After Theus was let go, Kobe was forced to make a difficult decision regarding his basketball future.

He chose to take yet another leap of faith.

“When I announced to go pro, it was because of my coach. Coach Reggie, he got fired. It was shocking to me that he got fired because I was ready to play. Since that happened, I had to make a decision to myself,” Paras said.

Theus’ exit from CSUN was the last straw for Kobe. It was the curveball that hit him straight to the face. The worst part in all of this is the fact that he never got to play basketball, which was the whole point of him going to the US.

Now that he’s decided to go pro, the first move was to come home.

“Last year my mind was just lost because I just left Creighton,” Kobe said.

“I think last year was my boiling point. In my mind, I was too pressured, at the same time I wanted to play. At least now I’m more open for everything,” he added.



Benjie Paras, who earned the nickname “The Tower of Power” in the PBA but is now mostly known for his amazingly perfect moniker “Papa Bear,” understands his son’s dilemma.

He knows because he took that leap of faith too when he chased his own basketball dream.

“During my time, I’m also 15 when my mom left and worked abroad, kinuha yung family ko and decided to go to Australia as immigrants.
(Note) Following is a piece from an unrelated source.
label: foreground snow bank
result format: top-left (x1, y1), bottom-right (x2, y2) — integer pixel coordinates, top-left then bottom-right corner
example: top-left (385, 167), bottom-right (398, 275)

I said no, I was in high school and I’m going to pursue my dream. Lahat sila Australian citizen. I was alone when I was 15. They all went to Australia to migrate, ako di sumama,” the elder Paras said, recounting his own life story.
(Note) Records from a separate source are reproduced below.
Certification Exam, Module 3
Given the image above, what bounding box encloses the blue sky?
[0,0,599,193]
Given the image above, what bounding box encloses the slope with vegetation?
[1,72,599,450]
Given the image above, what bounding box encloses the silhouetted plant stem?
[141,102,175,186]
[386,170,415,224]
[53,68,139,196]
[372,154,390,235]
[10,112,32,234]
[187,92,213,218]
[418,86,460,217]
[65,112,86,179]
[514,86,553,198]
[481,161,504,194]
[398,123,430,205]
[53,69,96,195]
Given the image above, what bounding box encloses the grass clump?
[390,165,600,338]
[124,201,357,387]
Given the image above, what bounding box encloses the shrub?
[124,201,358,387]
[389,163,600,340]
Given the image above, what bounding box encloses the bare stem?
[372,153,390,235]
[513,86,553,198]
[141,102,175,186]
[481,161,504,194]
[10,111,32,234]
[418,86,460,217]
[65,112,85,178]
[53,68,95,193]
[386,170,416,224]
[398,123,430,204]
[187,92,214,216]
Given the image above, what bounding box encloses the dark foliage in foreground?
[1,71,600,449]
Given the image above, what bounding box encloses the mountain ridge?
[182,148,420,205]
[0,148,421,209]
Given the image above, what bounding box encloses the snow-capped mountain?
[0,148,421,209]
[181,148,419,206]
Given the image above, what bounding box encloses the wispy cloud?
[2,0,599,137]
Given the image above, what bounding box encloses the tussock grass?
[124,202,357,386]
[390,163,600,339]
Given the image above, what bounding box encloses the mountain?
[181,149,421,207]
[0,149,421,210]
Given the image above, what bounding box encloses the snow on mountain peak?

“Leap of faith ang ginawa ko, I don’t know what’s gonna happen to me. Ngayon ang problema, he [Kobe] went to Creighton, the coach promised to give him good playing time, but they didn’t. We decided, with his high school coach in Middlebrooks, to transfer to LA. Dati pa siya kinukuha ni Reggie Theus. Okay na sana eh, he’s ready and excited to play. Then the coach got fired,” he added.

Ultimately, Benjie says that the uncertainty in CSUN led Kobe to decide it was time to go.
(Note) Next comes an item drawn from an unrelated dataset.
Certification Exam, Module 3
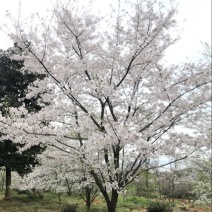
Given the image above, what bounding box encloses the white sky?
[0,0,211,64]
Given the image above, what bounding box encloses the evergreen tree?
[0,48,46,200]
The younger Paras didn’t want to waste any more time and Benjie, as a father and a former athlete himself, understood what his son was trying to do.

“Sabi niya, ‘dad hirap na ako,’” Benjie said.

“Sabi ko, sabihin mo kung ano gusto mo. Sabi niya, ‘I don’t want to play for the school, gusto ko na lang I want to play for Gilas,’ he’s very undecided, he doesn’t know what to do. Pinalamig ko [and then] uwi muna siya dito and whatever opportunities that will be given to him, as long as he can play, he’s going to take it. Sa akin kasi, naiintindihan ko. He waited for so long. I fully understand that the boy just wanted to play. You were there without your family and the only thing that will keep you going is playing. That’s the reason why you’re there, now you’re not playing and you don’t know what’s going to happen,” the elder Paras added.

“Kung nasa States siya, mabuburo lang siya dun. At least he can play and improve here.”



Regardless of what his detractors say, Kobe Paras is almost destined for primetime.

Brilliant basketball minds just know talent when they see it. UCLA saw it. Creighton saw it. Reggie Theus knew he could make it work. Chot Reyes is confident it could lead to something special.

Kobe Paras has just too much talent in his body. He just has to translate it into actual play on the basketball court.

He went to the US for that reason. It didn’t work out.

Kobe just wants to play and he’s coming home to do just that. What better way for him to do so than resuming his development with the Philippine national team.

“I’m just grateful to the opportunity. I’m always happy to represent my country,” Kobe said.

“Just like last year, I’m just gonna bring energy. That’s what I bring to the team. I see my teammates as brothers, I can’t wait to practice with them, build a bond, and hopefully, win,” Paras added.

In his son’s most latest leap of faith, Benjie is confident that Kobe can finally get it going.

The younger Paras has waited for so long. Now that he’s going to finally get his hands on the ball, it’s time to perform.

Wherever, whenever, Kobe just wants to play. That’s the whole point.

“At least mas okay na rito. He’s going to improve and he’s going to release yung sentiments niya in playing,” Benjie said of his son Kobe.